Music Reviews

Incantation

Blasphemy

Necropolis

They’re still thriving, after all these years. God bless… er, um, damn them. You can’t fucking physically kill them, not even with knives! John Macintee’s Incantation is a shambling zombie beast whose only aim is survival. Everyone should have at least one Incantation album in their collection.

Blaspemy’s cover is pure Bosch – with a disembodied goat head impaling an angel with its tongue in the midst of a vertigo-inducing hellscene. Aurally, Blasphemy is a muddy hybrid of death and grind. It’s damn evil, and thrilling stuff.

Incantation’s style, even in the wake of so many pretenders (often the children die before the father in this case), is still markedly original in the death metal scene. Largely eschewing speed or thrash influences, the Incantation sound is more spiky and doomy. Blast beat swathes give way to plodding double bass, and painful tarpit riffing, with the only constant being MacIntee’s inhuman snarl. Gutteral and dank, it compliments the teethgrinding sloth riffs nicely. It’s all about torment, claustrophobia, the slow kill. I’d call them doom metal, but Incantation is almost a little too dark for that, if that’s possible. Their songs sound like they start deep in your inner ear, and burrow their way forcefully out through bone and tissue.

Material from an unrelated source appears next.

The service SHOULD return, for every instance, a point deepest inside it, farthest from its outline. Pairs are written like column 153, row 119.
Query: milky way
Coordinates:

Incantation is death metal, through and through, been so for years; but death metal on their own terms, grinding, downtuned, Luciferian and morbid. With Incantation, the black metal years, the grindcore years, simply never happened – they stand steadfast in the shadows of Hellhammer, Celtic Frost, Bathory, Autopsy, and Obituary. A darker, more eerie, urban variant of the death metal sound. Blasphemy leaves a distinctly dark red fog around your eyes.